Unijne Rozporządzenie RODO (Rozporządzenie Ogólne o Ochronie Danych Osobowych) * zastąpiło dotychczas obowiązującą ustawę o ochronie danych osobowych, wprowadzając jednocześnie nowe regulacje. Zostało ono przyjęte przez Parlament Europejski i Radę Unii Europejskiej w kwietniu 2016 roku, a zawarte w nim przepisy egzekwowane są od 25 maja 2018 roku. Od tego momentu wszystkie firmy działające na terenie Unii Europejskiej mają obowiązek przestrzegania nowych zasad dotyczących przepływu i przetwarzania danych osobowych osób fizycznych. W praktyce zapewnia to większą ochronę jednostkom, a także ogranicza możliwość handlowania danymi i udostępniania ich kolejnym podmiotom bez wiedzy samych zainteresowanych.

*Rozporządzenie Parlamentu Europejskiego i Rady (UE) 2016/679 z dnia 27 kwietnia 2016 r. w sprawie ochrony osób fizycznych w związku z przetwarzaniem danych osobowych i w sprawie swobodnego przepływu takich danych oraz uchylenia dyrektywy 95/46/WE (ogólne rozporządzenie o ochronie danych)

2. CZY RODO DOTYCZY TAKŻE FOTOGRAFÓW?

Ekspertyza:

Zdecydowanie TAK. Nowe przepisy stosowane są bezpośrednio (są wiążące dla każdego przedsiębiorcy) i dotyczą każdej firmy, która świadczy swoje produkty lub usługi osobom prywatnym (fizycznym) w całej Unii Europejskiej.

Fotografowie przetwarzają dane osobowe w zakresie kilku czynności przetwarzania. Przede wszystkim przetwarzają oni dane swoich klientów. Dodatkowo przetwarzają oni również wizerunki innych osób uczestniczących w sesjach zdjęciowych wykonywanych przez fotografów.
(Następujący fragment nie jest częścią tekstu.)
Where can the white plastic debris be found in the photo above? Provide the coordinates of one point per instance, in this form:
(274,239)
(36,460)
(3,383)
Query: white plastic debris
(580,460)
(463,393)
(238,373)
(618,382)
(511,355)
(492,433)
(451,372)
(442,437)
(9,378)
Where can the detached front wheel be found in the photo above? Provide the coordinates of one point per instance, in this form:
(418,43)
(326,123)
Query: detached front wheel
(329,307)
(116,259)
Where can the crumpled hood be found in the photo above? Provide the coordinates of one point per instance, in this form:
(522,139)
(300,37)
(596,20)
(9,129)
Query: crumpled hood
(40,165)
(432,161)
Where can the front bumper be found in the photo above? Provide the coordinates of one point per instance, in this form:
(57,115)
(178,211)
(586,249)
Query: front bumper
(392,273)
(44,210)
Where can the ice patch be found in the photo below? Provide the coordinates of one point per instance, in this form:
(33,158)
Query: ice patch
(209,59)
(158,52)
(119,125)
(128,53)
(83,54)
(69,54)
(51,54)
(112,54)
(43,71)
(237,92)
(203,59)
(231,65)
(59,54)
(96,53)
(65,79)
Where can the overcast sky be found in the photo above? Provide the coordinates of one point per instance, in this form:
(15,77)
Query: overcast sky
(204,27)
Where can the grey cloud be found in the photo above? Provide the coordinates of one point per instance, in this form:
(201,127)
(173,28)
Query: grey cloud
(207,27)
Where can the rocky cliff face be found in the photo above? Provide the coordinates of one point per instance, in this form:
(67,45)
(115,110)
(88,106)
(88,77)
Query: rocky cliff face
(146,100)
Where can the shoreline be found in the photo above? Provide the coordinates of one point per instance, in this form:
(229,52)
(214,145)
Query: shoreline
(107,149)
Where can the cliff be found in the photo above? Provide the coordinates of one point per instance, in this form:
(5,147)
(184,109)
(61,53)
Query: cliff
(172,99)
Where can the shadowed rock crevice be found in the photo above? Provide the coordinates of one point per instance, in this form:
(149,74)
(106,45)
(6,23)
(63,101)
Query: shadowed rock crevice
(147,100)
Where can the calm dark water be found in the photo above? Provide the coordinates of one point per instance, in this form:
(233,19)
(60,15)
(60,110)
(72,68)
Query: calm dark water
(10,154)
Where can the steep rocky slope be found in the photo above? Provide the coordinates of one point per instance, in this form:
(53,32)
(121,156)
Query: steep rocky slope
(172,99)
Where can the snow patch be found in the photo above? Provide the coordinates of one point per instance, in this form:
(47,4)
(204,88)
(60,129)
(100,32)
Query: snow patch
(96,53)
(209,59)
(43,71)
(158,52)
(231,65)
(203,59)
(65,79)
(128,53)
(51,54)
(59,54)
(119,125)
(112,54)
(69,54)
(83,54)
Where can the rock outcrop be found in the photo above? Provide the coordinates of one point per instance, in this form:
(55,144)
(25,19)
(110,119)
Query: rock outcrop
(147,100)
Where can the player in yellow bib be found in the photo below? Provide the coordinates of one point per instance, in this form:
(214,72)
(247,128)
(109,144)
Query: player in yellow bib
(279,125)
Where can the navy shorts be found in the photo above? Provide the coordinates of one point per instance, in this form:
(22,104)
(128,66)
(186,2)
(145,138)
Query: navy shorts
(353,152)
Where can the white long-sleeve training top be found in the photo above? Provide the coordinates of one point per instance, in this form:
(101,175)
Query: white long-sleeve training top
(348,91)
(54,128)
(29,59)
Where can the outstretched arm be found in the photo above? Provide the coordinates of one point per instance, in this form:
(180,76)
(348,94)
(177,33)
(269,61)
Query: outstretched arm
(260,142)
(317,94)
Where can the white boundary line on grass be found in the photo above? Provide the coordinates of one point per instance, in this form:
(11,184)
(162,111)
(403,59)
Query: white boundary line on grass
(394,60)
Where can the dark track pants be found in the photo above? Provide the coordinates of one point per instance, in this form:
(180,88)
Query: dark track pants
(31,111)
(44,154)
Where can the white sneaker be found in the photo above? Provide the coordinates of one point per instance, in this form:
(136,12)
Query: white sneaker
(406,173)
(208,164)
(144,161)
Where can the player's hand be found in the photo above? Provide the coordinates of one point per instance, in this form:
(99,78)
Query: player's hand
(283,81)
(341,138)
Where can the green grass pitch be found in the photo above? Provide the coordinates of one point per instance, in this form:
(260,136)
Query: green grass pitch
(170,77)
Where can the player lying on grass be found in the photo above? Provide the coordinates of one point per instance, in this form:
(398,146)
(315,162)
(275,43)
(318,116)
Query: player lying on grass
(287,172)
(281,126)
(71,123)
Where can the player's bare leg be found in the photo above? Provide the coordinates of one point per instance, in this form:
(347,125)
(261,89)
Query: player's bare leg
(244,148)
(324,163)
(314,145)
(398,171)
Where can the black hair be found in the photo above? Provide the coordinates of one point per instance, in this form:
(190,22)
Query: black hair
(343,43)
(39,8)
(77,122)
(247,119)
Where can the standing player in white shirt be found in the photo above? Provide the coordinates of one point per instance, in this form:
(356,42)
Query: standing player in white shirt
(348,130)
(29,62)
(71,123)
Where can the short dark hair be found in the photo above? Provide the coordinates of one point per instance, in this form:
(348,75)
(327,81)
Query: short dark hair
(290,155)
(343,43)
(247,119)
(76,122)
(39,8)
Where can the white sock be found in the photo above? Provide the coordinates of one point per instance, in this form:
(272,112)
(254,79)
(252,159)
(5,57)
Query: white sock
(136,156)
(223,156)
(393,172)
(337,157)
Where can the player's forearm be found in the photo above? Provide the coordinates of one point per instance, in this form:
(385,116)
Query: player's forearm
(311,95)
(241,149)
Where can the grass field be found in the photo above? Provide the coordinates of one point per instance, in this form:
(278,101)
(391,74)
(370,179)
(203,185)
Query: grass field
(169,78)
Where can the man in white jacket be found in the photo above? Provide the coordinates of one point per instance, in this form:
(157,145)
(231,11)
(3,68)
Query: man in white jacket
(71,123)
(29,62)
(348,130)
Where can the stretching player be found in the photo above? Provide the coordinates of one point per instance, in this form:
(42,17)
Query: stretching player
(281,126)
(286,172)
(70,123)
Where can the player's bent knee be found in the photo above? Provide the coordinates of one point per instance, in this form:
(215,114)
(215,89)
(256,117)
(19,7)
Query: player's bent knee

Wizerunki takie również stanowią dane osobowe i powinny być przetwarzane zgodnie z RODO.

Ponadto zgodnie z RODO przetwarzanie fotografii może być również w niektórych okolicznościach uznane za przetwarzanie danych biometrycznych, co podlega odrębnym ograniczeniom.

Pojawiające się co jakiś czas informacje, że RODO nie dotyczy firm zatrudniających mniej niż 250 osób są wynikiem nie doczytania przepisów i błędnej ich interpretacji. W przypadku działalności fotografa podczas, której przetwarza on wiele danych osobowych zobowiązany jest on do stosowania RODO co potwierdzają wypowiedzi przedstawicieli Ministerstwa Cyfryzacji.

3. CZY KAŻDE ZDJĘCIE JEST DANĄ BIOMETRYCZNĄ?

Ekspertyza:

Zgodnie z RODO sama fotografia nie stanowi danej biometrycznej – ale sposób jej przetwarzania (czyli wykorzystywania) może stanowić przetwarzanie danych biometrycznych. Wynika to z tego, iż zgodnie z RODO wykorzystywanie fotografii stanowi przetwarzanie danych biometrycznych jedynie, jeśli są przetwarzane specjalnymi metodami technicznymi, umożliwiającymi jednoznaczną identyfikację osoby fizycznej lub potwierdzenie jej tożsamości. Oznacza to, że tylko jeśli wykorzystujemy wizerunki przy zastosowaniu specjalnego oprogramowania mającego na celu identyfikację biometryczną dochodzi do przetwarzania danych biometrycznych.

Art. 4 ust. 14: „dane biometryczne” oznaczają dane osobowe, które wynikają ze specjalnego przetwarzania technicznego, dotyczą cech fizycznych, fizjologicznych lub behawioralnych osoby fizycznej oraz umożliwiają lub potwierdzają jednoznaczną identyfikację tej osoby, takie jak wizerunek twarzy lub dane daktyloskopijne;

Jeśli zatem ktoś wykorzystuje zdjęcie w celu identyfikacji biometrycznej – przetwarza dane biometryczne – na takich administratorów RODO nakłada bardziej rygorystyczne obowiązki niż na administratorów danych „zwykłych”. W efekcie zatem fotograf, który jedynie wykonuje zdjęcia, które mogą być wykorzystywane w celach biometrycznych, nie przetwarza danych biometrycznych – nie wykorzystuje bowiem tych zdjęć do identyfikacji za pomocą szczególnych środków technicznych.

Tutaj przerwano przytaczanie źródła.